Na última semana, a Confederação da Agricultura e Pecuária do Brasil (CNA) defendeu o avanço na definição de padrões oficiais de qualidade e classificação para feijão e pulses durante reunião da Câmara Setorial do Ministério da Agricultura e Pecuária (Mapa).

Segundo a entidade, a ausência de regras claras para essas culturas compromete a transparência do mercado, dificulta a padronização das operações comerciais e limita a agregação de valor aos produtos. A CNA ressaltou que o grupo técnico responsável pelo tema concluiu, ainda em 2023, as minutas de regulamentação para gergelim, grão-de-bico, lentilha e feijões, que passaram por revisão ao longo de 2025.

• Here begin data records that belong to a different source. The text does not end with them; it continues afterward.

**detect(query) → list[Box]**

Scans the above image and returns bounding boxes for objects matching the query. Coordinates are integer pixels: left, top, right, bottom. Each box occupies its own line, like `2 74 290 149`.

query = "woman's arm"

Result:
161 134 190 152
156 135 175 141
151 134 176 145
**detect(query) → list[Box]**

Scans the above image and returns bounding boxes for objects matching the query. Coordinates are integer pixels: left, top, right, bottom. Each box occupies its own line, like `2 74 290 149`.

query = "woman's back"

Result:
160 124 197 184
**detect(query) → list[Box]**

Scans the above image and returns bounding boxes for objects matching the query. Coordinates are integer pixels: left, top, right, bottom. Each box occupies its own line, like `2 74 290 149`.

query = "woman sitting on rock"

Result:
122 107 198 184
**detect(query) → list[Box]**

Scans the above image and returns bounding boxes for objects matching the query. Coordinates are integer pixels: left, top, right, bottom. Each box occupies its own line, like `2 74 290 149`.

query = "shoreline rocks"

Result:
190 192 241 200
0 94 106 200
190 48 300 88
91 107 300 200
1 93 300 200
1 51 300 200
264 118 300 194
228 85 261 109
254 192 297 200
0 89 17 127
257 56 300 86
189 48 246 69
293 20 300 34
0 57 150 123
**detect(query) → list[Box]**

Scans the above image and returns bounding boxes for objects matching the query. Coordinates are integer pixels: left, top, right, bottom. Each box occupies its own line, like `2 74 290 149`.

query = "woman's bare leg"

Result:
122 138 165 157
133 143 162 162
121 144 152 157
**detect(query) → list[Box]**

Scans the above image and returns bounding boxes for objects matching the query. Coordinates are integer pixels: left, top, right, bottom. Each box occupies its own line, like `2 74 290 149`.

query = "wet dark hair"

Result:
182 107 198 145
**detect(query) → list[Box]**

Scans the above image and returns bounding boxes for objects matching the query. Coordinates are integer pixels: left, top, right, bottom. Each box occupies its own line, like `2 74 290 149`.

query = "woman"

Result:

O assessor técnico da CNA, Tiago Pereira, explicou que, até recentemente, a prioridade do Mapa esteve concentrada na elaboração do novo regulamento de fiscalização de produtos de origem vegetal. Com a publicação da norma, a entidade avaliou ser o momento de dar continuidade ao processo e avançar na instituição dos padrões de classificação para feijão e pulses.

Como encaminhamento, a Câmara Setorial deliberou pela formalização da urgência do tema junto ao Ministério da Agricultura. A proposta é que as minutas sejam submetidas à consulta pública no primeiro trimestre de 2026.